Yes good questions, @ostephens.

  • Should the max setting be configurable at the top OpenRefine level (applies to all projects)? And/or at Project level? And/or Column level?

For sure at the Column Level. Probably also at either project or host level (or both?! not very complex/time consuming to code). But I would set the default app max at 5K, not 1K.

  • I think we need to support setting the display to unlimited (rather than specify a large number of characters)

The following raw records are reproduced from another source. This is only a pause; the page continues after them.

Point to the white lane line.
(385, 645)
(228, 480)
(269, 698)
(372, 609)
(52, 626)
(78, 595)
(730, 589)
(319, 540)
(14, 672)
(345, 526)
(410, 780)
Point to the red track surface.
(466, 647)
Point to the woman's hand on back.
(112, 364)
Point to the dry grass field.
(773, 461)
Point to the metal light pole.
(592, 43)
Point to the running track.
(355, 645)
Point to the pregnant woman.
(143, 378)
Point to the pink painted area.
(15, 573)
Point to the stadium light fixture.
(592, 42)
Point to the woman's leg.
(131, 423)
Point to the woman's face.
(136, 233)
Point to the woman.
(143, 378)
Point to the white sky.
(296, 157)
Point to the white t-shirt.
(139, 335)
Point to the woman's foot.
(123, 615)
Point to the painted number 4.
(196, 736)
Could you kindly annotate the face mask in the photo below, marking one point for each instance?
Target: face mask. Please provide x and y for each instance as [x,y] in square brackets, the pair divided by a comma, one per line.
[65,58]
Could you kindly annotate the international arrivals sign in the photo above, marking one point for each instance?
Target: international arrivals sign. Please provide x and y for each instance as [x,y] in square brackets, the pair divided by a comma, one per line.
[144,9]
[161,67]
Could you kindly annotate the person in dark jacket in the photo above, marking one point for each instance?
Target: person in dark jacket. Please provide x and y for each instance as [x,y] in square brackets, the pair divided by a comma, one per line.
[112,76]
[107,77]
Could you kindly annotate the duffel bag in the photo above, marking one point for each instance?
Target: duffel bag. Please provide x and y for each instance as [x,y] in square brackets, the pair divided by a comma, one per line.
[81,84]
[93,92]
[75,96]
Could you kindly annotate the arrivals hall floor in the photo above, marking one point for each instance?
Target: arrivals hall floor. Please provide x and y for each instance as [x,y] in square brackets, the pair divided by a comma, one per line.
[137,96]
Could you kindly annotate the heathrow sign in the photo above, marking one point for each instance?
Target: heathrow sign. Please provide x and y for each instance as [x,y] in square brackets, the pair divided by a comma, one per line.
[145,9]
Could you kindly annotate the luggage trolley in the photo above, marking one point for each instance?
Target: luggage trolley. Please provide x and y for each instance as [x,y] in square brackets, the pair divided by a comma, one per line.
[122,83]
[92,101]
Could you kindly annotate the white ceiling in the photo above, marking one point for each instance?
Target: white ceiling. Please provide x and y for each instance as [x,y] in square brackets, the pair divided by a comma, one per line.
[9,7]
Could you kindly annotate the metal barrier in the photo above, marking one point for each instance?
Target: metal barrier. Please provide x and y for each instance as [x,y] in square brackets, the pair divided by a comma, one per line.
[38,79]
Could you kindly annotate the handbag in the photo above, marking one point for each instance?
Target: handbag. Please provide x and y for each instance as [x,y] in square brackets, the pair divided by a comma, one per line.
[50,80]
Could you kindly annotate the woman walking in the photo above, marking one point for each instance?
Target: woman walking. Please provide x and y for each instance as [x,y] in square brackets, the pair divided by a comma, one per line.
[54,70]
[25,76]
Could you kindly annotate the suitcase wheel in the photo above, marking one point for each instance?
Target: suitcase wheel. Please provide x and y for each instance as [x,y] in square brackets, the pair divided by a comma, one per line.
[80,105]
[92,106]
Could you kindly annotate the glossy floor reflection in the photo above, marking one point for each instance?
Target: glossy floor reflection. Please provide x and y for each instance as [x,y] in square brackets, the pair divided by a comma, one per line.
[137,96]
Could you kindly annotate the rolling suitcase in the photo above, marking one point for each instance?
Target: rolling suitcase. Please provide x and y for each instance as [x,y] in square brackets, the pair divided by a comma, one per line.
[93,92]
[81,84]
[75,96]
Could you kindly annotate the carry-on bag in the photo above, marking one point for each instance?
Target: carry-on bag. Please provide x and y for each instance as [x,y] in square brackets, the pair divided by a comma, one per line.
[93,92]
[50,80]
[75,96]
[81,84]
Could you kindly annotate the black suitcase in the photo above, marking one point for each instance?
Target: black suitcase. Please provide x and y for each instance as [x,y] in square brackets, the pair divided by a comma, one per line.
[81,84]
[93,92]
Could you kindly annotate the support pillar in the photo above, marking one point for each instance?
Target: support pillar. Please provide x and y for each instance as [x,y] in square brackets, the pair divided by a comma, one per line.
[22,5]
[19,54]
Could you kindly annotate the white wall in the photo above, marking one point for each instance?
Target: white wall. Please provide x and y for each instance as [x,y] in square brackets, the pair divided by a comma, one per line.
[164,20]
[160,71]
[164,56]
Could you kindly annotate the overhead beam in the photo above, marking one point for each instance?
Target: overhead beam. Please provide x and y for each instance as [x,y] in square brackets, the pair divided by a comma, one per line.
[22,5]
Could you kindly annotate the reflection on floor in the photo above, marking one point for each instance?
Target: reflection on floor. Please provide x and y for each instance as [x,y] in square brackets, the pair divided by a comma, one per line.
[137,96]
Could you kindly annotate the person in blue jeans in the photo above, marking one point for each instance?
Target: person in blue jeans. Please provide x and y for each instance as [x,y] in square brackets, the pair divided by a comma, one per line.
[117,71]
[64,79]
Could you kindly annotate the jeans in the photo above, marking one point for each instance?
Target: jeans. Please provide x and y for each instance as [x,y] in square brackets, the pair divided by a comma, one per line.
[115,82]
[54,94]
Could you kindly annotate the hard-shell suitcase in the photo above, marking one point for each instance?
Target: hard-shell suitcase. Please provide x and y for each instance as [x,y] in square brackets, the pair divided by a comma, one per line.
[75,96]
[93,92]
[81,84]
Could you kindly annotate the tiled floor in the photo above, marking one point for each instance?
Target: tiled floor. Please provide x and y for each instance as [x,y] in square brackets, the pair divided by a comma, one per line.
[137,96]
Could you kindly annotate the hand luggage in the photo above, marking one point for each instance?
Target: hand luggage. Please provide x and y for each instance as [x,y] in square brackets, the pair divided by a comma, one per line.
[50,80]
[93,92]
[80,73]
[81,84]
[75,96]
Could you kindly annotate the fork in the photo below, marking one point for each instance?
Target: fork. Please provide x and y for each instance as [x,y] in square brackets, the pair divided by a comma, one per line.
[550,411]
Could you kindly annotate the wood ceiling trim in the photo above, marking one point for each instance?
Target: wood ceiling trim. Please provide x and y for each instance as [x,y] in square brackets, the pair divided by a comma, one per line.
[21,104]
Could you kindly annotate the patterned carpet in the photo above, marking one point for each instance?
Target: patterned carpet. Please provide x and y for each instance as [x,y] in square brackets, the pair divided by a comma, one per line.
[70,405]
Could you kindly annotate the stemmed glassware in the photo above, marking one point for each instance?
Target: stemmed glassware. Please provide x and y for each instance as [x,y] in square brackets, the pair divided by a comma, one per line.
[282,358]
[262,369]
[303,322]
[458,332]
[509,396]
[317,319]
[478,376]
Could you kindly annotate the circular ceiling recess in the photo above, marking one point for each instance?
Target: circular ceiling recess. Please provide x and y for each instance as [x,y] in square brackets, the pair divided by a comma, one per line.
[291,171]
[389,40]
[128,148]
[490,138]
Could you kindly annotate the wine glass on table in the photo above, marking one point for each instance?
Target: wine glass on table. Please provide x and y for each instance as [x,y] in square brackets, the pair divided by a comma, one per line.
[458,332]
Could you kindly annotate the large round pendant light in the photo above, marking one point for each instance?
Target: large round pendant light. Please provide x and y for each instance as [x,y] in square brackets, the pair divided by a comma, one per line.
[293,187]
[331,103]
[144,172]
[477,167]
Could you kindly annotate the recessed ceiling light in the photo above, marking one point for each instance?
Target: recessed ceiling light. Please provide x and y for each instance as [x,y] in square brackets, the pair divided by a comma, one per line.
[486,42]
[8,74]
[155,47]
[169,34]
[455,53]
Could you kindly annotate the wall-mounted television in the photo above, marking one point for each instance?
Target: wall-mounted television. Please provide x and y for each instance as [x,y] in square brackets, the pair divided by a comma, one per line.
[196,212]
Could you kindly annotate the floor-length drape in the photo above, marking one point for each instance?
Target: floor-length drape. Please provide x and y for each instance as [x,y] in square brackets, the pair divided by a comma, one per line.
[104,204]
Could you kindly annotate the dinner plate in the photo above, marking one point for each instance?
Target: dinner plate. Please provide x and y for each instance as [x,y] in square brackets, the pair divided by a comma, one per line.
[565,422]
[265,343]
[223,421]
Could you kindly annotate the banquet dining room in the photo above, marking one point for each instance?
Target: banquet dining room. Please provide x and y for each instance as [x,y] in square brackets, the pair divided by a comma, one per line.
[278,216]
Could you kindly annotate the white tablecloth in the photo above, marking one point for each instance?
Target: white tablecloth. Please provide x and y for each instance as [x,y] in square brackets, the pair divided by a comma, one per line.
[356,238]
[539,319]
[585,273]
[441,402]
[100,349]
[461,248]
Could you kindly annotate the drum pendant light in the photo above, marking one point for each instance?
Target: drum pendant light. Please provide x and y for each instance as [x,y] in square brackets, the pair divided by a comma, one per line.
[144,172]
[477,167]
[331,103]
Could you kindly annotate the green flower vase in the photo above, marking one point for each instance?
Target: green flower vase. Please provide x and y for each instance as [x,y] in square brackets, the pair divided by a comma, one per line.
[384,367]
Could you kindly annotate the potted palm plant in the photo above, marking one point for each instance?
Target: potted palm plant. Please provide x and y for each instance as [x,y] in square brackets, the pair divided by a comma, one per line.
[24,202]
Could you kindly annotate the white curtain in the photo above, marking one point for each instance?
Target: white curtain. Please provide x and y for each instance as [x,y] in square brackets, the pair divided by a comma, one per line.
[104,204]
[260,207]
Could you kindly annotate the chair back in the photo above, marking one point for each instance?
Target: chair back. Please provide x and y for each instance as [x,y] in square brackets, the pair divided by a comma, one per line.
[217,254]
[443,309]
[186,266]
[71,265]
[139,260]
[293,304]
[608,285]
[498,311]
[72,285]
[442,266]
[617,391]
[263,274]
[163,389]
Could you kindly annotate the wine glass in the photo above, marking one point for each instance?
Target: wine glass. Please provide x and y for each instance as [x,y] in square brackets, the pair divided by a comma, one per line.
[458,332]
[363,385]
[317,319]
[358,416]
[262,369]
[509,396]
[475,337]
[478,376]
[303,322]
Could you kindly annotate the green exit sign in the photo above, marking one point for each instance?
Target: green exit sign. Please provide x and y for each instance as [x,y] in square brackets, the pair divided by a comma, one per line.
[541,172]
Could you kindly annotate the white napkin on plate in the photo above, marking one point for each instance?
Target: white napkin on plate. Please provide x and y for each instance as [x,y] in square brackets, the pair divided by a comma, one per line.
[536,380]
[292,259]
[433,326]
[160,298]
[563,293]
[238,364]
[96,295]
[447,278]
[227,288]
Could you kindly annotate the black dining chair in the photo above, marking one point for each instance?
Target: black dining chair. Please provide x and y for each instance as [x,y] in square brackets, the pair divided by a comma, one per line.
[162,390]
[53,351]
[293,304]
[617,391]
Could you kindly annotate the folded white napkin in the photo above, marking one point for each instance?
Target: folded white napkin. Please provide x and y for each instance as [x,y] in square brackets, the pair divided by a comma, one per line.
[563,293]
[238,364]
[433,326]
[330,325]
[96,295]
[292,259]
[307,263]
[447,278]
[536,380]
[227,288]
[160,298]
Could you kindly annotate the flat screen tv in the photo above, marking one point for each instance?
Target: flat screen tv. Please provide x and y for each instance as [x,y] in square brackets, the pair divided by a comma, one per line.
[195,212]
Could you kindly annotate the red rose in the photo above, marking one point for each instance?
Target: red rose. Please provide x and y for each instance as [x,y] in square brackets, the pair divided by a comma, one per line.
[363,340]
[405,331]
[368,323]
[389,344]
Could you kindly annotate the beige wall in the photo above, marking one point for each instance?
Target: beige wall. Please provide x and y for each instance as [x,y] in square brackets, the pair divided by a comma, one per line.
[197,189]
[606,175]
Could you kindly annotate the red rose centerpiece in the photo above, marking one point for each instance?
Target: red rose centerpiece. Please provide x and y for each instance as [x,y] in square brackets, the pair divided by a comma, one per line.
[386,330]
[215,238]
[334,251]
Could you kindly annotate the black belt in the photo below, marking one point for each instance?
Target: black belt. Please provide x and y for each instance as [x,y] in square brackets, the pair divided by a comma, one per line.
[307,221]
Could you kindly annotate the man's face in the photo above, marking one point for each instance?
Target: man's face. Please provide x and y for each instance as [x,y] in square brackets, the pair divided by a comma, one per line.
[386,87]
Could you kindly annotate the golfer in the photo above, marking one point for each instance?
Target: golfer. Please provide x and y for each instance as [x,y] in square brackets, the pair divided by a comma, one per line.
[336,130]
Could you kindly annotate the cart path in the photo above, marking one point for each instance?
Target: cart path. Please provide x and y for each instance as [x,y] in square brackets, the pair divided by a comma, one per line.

Even with showing 10 lines, working with large cells is very unpractical. Here is a test with one cell with a 1000 digits number and another cell with 50x rows of 100 digits numbers. This brought me to think that a feature request for a max column's width is going to be the next step… image

It not really workable, I would say. I had column with far less data, and I ended up deleting them, for convenience.

  • I think it should be possible to set display limits across multiple columns, or all columns in a project easily

Well, if we implement a project default that gets set at the creation/import step, that would be the same, with an added override option. I could imagine very easily someone wanting different limit on several columns in a same project.

Regards, Antoine

thadguidry commented 4 years ago

👍 to allow setting on a per column basis, easily.

tfmorris commented 4 years ago

Looks like OR 3 has taken the exact opposite of what has been discussed here: the HTML extracted from URLs is now pretty-printed, which greatly increases the weight of the page.

Does anyone know where/when this change was made?

From a practical point of view, thousands of characters displayed for a cell or transformation preview provide no benefit to the user. I'd be fine with truncating them by default, perhaps providing an ellipsis (...) or some other affordance that they could use to display all.